A judge in Ohio has stripped a child from her parent’s custody because they disagreed with their daughter’s decision to undergo hormone therapy and transition into a male, arguing that she should wait until she is an adult before making such a life-altering decision.
On Friday, Sylvia Hendon, a visiting Juvenile Court judge in Hamilton County, Ohio, issued a ruling forcibly removing the teen from her parent’s care and granting legal custody to the her grandparents, who according to a prosecutor “accept their grandson for who he is” and support the teen’s desire to transition in gender, CNN reports.
Judge Hendon said hormone therapy can begin at Cincinnati Children’s Hospital Medical Center, and the grandparents can petition to change the child’s name in probate court. The teen will now be covered by the grandparents’ insurance, allowing them, rather than parents, to help make future medical decisions for the child.
The case stems from November 2016, when the teen was receiving psychiatric treatment from Children’s Hospital for depression and anxiety and the parents decided they wanted their child to receive counseling from a Christian therapist. While the therapy later resumed, the teen’s parents were “still opposed to the transition issue,” according to court documents.
Speaking on Friday, Hendon said that before the teen is permitted to transition, she must be evaluated by a psychologist not affiliated with the hospital to look at “the issue of consistency in the child’s gender presentation and feelings of nonconformity.”
Hendon pointed out that when the teen’s Christian parents took her to Children’s Hospital, the “diagnosis rather quickly became one of gender dysphoria.”
The judge also expressed concern that the director of the hospital’s Transgender Health Clinic said 100% of patients seen by the clinic “who present for care are considered to be appropriate candidates for continued gender treatment.”
Hendon said it was understandable that the teen’s parents “were legitimately surprised and confused when the child’s anxiety and depression symptoms became the basis for the diagnosis of gender dysphoria.”
“The family would have been best served if this could have been settled within the family after all parties had ample exposure to the reality of the fact that the child truly may be gender nonconforming and has a legitimate right to pursue life with a different gender identity than the one assigned at birth,” she said.
A number of conservative leaders have expressed concern over the long-term implications of the case.
Awful: Parents were stripped of custody rights in disagreeing with their child's decision to undergo "gender transition." Grandparents now have custody.
This is a *major* setback for parental rights and religious liberty. https://t.co/MiQiNnpusb
— Andrew T. Walker (@andrewtwalk) February 16, 2018
Christian Post reports: Andrew T. Walker, author and Director of Policy Studies for the Ethics & Religious Liberty Commission of the Southern Baptist Convention, said that in most circumstances, parents should have the right to make medical decisions for their kids.
“This case ought to send a chill down the spine of every parent in observing what the state can do to tamper with parental rights in order to further the Sexual Revolution,” he tweeted. “This is a *major* setback for parental rights and religious liberty.”
Dr.

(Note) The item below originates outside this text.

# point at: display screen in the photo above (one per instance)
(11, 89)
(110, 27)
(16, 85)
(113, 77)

Ryan T. Anderson, the William E. Simon Senior Research Fellow in American Principles and Public Policy at The Heritage Foundation, warned that “at stake are not only parental rights, but the well-being of children who suffer from gender dysphoria.” He argued that most children (80 to 95 percent of children) grow out of gender dysphoria, but hormone blockers — which, he points out, are not FDA approved for that particular diagnosis due to their negative long-term effects — interfere with this process.
“Starting a young child on a process of ‘social transitioning’ followed by puberty-blocking drugs was virtually unthinkable not long ago, and the treatment is still experimental. Unfortunately, many activists have given up on caution, let alone skepticism, about drastic treatments,” he said.
“A more cautious therapeutic approach begins by acknowledging that the vast majority of children with gender dysphoria will grow out of it naturally,” he continued. “An effective therapy looks into the reasons for the child’s mistaken beliefs about gender, and addresses the problems that the child believes will be solved if the body is altered.”
Karen Brinkman, the parents’ attorney, had argued that the child was not “even close to being able to make such a life-altering decision at this time” due to her age and mental state.
Brinkman contended that the parents “have done their due diligence contacting medical professionals, collecting thousands of hours of research,” and believe that the administration of hormones are not a “medically necessary form of treatment” and that it “would do more harm than good.”
In the custody decision, Hendon said the parents will have visitation rights and are “encouraged to work toward a reintegration of the child into the extended family.”
She also said that because such a case will appear again, Ohio lawmakers must create legislation giving judges a framework in which they can evaluate a patient’s right to gender therapy.
“What is clear from the testimony presented in this case and the increasing worldwide interest in transgender care is that there is certainly a reasonable expectation that circumstances similar to the one at bar are likely to repeat themselves,” she wrote. “That type of legislation would give a voice and a pathway to youth similarly situated as (the teen) without attributing fault to the parents and involving them in protracted litigation which can and does destroy a family unit.”